Jeszcze nie ma was na świecie, ale wiem że puźniej nie zdążę tego napisać. Nie wiem które z was jest u Severusa a które u mojej siostry. Macie cudownego ojca. Nie zgodziłam się za niego wyjść ponieważ nie byłam tego godna. Wasza babcia Arkadia Snape jest kimś bardzo ważnym. Aczkolwiek nie wolno pisać o tajemnicach tej rodziny. Mimo tego i tak ludzie wiedzą co kryje ta rodzina. W każdym razie chcę abyście szanowali ojca. Nie dlatego że jest ważną osobą, a dlatego że jest waszym ojcem. James Potter wie że nie jest waszym ojcem. Jest tylko moim przyjacielem, pomaga mi. Nie dlatego że Severus nie chce. To dlatego że go odtrąciłam. W każdym razie mam nadzieję że jesteście szczęśliwi.
Kocham was,
Lily.Podniósłem wzrok na Dambyldora.
-Profesor Snape wie?- profesor szedł po malutkich schodkach do biurka.
-Nie. Mieszkasz z nim dlatego że go o to poprosiłem. - usiadł za swoim biurkiem.
-Czyli nie mogę jeszcze mówić że jestem Harry Snape? - podeszłem 2 kroki do przodu.
-Harry Severusie Snape to od ciebie zależy czy chcesz udowodnić że jesteś z innego nazwiska. To od ciebie zależy czy chcesz mieć kontakt z rodziną. Ale jeśli chcesz powiedzieć o tym Sarze bądź delikatny. Ona trafiła do Severusa dlatego że była do niego bardzo podobna. Ale to nawet i lepiej ponieważ twoja siostra jest delikatna. Poobserwuj ją a na pewno to zauważysz. - patrzył się z uśmiechem.
-Czyli teraz karę będę mógł dostać także od Severusa Snape'a? Nie żeby to było ważne ale ten fakt jest przerażający.
-Przerażony to jest Severus. - zaśmiał się głośno.
-Czemu?
-Bo dochodzi mu kolejny nastolatek do opieki i grupa mu się na święta powiększyła. - zaśmialiśmy się oboje.Po rozmowie z Dambyldorem poszedłem szukać mojej paczki. Nie było to trudne, cały czas siedzieli na błoniach. Zauważyłem że do Sary idzie Draco. Doszłem do nich w miarę szybko. Malfoy nie miał wrednego uśmieszku, tylko smutną minę.
-Sara możemy pogadać? - zapytał dość słyszalnie. Sara nie patrzyła mu się w oczy tylko na buty.
-Czemu akurat ze mną? Przecież jest tyle chętnych by z tobą gadać. Nie odzywasz się do mnie od początku roku. - wszyscy zaczeli się przyglądać ich kłutni.
-A ty się do mnie odzywasz? Nawet spojrzeć na mnie nie raczysz. Chciałem cię tylko poprosić byś nie robiła awantur przy rodzicach. - o co mu znowu chodzi?

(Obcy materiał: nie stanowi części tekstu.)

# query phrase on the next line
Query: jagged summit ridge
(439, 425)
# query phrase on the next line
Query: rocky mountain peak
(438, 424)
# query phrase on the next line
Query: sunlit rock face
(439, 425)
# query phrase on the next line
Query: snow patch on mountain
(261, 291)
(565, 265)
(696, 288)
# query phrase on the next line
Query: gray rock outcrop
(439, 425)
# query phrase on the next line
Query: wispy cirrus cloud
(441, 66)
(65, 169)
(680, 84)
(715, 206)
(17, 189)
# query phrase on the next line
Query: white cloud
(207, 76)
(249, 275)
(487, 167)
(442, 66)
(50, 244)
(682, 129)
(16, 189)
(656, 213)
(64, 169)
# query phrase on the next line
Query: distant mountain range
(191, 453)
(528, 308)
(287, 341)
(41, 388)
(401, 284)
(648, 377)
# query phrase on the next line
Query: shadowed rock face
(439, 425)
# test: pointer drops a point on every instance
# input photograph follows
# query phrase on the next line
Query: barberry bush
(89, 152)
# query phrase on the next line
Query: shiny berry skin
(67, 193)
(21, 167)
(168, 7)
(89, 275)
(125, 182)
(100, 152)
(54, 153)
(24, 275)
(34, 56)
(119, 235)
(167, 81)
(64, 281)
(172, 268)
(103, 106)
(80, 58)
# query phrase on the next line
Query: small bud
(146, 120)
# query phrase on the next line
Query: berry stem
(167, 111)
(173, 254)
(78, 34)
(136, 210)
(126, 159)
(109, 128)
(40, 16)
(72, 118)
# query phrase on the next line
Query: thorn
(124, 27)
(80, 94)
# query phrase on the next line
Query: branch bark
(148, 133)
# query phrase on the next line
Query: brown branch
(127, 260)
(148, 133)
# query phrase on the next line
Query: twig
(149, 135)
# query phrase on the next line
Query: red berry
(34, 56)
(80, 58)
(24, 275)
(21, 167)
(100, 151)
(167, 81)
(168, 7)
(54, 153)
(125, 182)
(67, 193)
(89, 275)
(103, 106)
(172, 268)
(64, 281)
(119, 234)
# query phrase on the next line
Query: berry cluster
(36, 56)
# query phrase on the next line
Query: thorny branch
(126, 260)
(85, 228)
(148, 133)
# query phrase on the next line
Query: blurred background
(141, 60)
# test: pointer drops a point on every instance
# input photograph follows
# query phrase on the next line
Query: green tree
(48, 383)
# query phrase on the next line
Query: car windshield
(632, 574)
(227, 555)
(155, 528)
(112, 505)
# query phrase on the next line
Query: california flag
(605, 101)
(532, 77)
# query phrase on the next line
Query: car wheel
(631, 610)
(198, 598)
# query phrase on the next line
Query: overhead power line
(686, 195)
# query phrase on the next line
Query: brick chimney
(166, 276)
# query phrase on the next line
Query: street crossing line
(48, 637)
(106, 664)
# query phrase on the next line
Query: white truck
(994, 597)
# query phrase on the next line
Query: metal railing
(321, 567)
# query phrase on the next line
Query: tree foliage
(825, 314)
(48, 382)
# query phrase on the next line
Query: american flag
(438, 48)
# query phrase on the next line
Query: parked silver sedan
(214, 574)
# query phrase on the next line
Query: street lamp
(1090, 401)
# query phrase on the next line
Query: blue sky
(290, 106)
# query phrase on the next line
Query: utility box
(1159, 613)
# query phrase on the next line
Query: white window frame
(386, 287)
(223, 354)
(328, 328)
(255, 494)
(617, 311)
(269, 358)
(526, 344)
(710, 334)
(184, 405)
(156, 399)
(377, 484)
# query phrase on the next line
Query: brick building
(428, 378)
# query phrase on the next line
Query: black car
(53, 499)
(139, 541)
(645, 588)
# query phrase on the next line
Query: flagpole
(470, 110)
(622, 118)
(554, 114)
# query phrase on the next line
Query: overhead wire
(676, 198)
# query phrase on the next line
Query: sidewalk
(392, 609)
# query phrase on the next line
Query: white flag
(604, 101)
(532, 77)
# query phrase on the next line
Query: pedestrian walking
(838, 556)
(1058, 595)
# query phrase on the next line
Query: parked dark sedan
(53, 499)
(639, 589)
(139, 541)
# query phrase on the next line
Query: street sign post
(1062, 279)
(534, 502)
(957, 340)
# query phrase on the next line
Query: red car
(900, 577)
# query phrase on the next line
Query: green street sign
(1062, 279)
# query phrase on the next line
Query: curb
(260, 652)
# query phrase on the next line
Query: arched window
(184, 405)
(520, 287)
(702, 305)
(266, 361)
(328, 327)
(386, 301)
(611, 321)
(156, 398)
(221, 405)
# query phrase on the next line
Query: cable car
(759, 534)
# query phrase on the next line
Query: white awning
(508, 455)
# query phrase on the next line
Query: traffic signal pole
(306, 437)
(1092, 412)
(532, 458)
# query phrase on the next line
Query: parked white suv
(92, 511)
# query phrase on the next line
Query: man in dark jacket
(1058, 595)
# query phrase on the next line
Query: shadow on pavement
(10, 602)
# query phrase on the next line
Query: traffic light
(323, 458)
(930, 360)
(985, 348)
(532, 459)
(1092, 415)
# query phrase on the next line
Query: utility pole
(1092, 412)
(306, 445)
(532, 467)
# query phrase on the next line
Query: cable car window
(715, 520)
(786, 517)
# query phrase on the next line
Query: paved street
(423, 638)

-A co boisz się że się dowiedzą? - nie rozumiem o czym gadają ale chyba Malfoy jest zazdrosny.
-Nie boję się że zniszczysz ich przyjaźń. - Sara zrobiła dziwną minę na Malfoy'a
-Czemu niby ja? Kiedy niby zniszczyłam czyjąś przyjaźń? - na szczęście przyglądali się im tylko Hryzia, Hermi, Ron, Crabbe.
-Może gdybyś się nie urodziła to Hryzantema miała by oboje rodziców, normalną rodzinę. - zaraz mu walnę nikt nie będzie obrażał mojej siostry.
-Idź już nie chce mi się z tobą gadać.-Zabolało ją to, nie dało się nie zauważyć.
-Wiesz co pujdę. - odwrócił się na pięcie kiedy go szarpnąłem za ramię odwrócił się spowrotem.
-Posłuchaj. Pujdziesz sobie i nigdy więcej nie zbliżysz się do Sary. -starałem się nie powiedzieć że jest moją siostrą.
-Harry - usłyszałem jej mięki głos pełen strachu. - zostaw go. Puściłem go a on udał się w stronę budynku. Poszedł sobie.
-No to Sara mam dla ciebie informacje tylko wytłumacz o co mu chodzi.
-Nie wiem. Jest chyba zazdrosny.
-Często ci tak dokucza?
-Nie. Tylko jak ma zły dzień. To chyba jego takie przyzwyczajenie, że może mówić kto i co ma robić. No ale nie przejmujmy się tym jaką masz nowinę? - od razu się uśmiechnęła.
-Będę z tobą mieszkał. - wszyscy byli w szoku.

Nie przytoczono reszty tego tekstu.